Květa Šestáková

* 1921  †︎ Neznámý

Celé nahrávky jsou k dispozici pouze pro přihlášené uživatele.

The seized farm was used by the Communist Party officials as the headquarters of the National Committee and the JZD (Unified Agriculture Cooperative)

Květa Šestáková v roce 2011
Květa Šestáková v roce 2011
zdroj: ÚSTR

Květa Šestáková was born on October 27, 1921 in Ronov nad Doubravou in the family mill. In 1922 her parents moved to Mikov u Vavřinče in the Mělník district. Here they started farming, as their father had acquired a large plot of land: 80 hectares of forest and 40 hectares of fields. In 1923, his brother Václav was born in Mikov, and four years later his sister Jana.

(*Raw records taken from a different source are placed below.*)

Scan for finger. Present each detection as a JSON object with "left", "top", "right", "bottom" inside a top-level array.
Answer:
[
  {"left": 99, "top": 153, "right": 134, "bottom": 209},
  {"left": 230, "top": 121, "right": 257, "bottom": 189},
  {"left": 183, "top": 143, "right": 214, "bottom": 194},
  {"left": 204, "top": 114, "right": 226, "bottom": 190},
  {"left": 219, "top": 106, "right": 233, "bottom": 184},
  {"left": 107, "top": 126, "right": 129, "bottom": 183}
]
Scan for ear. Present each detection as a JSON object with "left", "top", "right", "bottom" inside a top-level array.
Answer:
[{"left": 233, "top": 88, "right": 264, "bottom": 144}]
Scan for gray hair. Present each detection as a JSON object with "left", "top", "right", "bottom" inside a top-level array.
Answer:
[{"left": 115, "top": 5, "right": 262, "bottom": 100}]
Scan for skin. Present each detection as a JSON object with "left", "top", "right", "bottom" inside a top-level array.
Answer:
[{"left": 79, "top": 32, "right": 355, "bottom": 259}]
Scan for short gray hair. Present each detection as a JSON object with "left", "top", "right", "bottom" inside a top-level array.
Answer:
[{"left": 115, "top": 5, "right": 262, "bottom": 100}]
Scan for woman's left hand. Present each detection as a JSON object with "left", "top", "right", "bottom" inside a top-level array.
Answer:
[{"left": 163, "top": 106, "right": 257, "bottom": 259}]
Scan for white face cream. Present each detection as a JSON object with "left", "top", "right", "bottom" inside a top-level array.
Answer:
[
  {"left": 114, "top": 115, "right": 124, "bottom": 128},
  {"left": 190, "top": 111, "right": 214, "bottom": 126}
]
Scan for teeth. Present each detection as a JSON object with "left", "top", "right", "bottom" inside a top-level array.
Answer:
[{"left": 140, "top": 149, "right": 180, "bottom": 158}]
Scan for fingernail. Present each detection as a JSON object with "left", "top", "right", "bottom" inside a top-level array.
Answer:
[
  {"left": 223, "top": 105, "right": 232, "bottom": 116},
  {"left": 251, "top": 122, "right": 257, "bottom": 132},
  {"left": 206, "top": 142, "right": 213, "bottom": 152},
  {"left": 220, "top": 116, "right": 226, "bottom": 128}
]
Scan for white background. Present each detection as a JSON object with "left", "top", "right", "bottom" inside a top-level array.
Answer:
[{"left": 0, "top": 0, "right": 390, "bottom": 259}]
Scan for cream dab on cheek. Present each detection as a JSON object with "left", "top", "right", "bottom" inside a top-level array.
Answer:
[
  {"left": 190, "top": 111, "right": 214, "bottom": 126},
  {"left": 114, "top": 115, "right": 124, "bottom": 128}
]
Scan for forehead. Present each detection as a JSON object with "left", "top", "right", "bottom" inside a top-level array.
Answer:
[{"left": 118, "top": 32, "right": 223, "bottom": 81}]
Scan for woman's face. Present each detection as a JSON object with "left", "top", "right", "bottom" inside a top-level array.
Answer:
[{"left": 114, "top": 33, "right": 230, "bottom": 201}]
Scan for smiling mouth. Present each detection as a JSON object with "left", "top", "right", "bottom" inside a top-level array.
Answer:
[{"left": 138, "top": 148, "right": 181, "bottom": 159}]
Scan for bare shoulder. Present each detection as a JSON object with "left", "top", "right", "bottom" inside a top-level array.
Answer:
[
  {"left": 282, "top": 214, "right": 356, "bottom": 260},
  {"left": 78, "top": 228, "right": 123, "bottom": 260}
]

His father was an evangelical. Květa Šestáková went to the municipal school in Malý Újezd, she attended the town school in Mělník. After completing her primary education, she entered the family school in Trutnov (1938-1939). She then attended a girls‘ horticultural school in Prague-Krč, and from 1942 she worked in a dairy in Tábor. After two years she returned home from Tábor and helped her parents on the farm. In February 1948 she married Václav Šesták, a farmer in Zahájí near Mělník Vtelno. They had two daughters, Eva and Zora. Despite the unfavourable political situation after the communist coup, they were able to work and live on their farm for the first three years after their marriage. However, in 1951, as private farmers, they received an eviction order from the National Committee in Zahájí to move to the abandoned mill in Skuhrov within twenty-four hours. Václav Šesták asked for an extension of the deadline, which was changed to forty-eight hours. The seized farm of the Šesták family was used by the Communist Party officials as the headquarters of the municipal national committee and the JZD. Václav Šesták could not farm in Skuhrov because he was deployed in the mines in Kladno. Subsequently, the family moved to Mělník. After her daughters started school, Květa Šesták took a job as a cook at the training and recreation centre of the power plants in Harasov. In 1967, her husband was hired as the manager of this centre, a post he held until his death in January 1975. Květa worked at the centre until her retirement in 1978. After 1989, the family got their property back and Květa Šestáková was able to return to Zahájí, where she lived until 2001, after which she moved to a farm in Mikov, where she spent her childhood.